The Cecil Hotel was rumored to be the last place where Eilzabeth “Black Dahlia” Short was seen before her gruesome murder took place. No wonder people report spooky goings on, such as awakening at night to feel a weight on them and a feeling of dread. While most of the creepy happenings took place decades ago, the strangest thing to happen at the Cecil occurred in 2013 when a 21-year-old Canadian tourist’s body was found decomposing in a water tank on the roof. Thus solving the mystery of the strange tasting water guests had complained about. Elisa Lam’s death was controversially ruled as accidental, but this has been debated by numerous people who are convinced it was either murder or some kind of paranormal possession. The strange circumstances surrounding the event and her erratic behavior captured on camera in the elevator have ensured that conspiracy theories abound.
1. The Pantages Theater
The Pantages Theater is Hollywood’s last great Art Deco movie palace, opened in 1930 and named after Alexander Pantages, the entrepreneur who created a collection of theaters around North America. In 1949, millionaire aviator Howard Hughes added it to his empire and loved it so much he set up luxurious offices on the second floor, and his soul never really left. Apparently he appears in his younger form as a tall, lanky apparition, and even when he isn’t seen, people feel a cold rush of air and hear lots of bumping and clicking of drawers being open and closed. The reclusive tycoon did not appreciate a break-in where vandals damaged the upper balcony, and things started to get much noisier and angrier in response.

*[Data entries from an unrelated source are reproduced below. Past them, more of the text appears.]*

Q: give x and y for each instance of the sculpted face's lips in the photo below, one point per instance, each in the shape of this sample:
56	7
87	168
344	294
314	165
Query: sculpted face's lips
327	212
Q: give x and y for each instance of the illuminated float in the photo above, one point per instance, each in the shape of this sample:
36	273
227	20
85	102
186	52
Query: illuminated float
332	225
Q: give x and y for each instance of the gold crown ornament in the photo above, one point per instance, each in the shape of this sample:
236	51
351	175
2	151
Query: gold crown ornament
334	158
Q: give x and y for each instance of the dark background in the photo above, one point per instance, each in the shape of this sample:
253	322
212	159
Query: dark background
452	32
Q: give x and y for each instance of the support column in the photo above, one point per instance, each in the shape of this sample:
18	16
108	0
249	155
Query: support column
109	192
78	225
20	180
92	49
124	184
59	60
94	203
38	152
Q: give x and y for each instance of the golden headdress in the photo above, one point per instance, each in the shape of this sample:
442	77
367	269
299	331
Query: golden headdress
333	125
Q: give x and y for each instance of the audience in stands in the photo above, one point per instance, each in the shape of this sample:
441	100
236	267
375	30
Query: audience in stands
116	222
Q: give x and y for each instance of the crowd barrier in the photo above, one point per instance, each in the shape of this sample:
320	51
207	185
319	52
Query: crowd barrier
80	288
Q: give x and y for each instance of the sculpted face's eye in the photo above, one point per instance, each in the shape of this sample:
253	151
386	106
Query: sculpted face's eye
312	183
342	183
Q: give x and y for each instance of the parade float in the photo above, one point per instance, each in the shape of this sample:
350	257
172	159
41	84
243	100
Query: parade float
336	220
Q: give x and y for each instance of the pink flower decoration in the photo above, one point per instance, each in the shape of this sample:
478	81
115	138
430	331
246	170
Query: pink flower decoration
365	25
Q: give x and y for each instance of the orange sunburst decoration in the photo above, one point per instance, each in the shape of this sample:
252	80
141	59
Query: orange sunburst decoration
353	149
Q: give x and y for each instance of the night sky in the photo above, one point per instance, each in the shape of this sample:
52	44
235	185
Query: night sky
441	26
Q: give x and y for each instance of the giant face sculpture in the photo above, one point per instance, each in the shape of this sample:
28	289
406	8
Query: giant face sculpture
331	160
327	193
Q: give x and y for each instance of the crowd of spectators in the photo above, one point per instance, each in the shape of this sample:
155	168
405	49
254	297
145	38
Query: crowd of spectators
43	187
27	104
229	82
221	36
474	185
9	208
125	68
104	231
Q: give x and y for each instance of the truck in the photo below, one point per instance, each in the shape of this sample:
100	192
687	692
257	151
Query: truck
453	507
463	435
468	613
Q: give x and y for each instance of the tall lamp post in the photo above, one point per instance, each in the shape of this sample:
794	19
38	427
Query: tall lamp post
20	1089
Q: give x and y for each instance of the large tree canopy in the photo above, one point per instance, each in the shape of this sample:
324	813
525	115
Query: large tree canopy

Hughes is not the only spook at the Pantages, he is joined by a singing female ghost who died in the mezzanine in 1932. Although the woman usually sings when the auditorium is empty, she’s become more confident (and significantly louder) over the years and in 1994 her voice was recorded on a stage microphone and the entire audience heard her sing. Another ghost helped a wardrobe lady out when the auditorium was plunged into darkness, feeling disoriented she felt someone take her elbow and guide her to the exit. As she opened the door and let in the light she turned to thank her gallant helper, only to find herself completely alone — it’s been speculated that the ghost was none other than Alexander Pantages himself.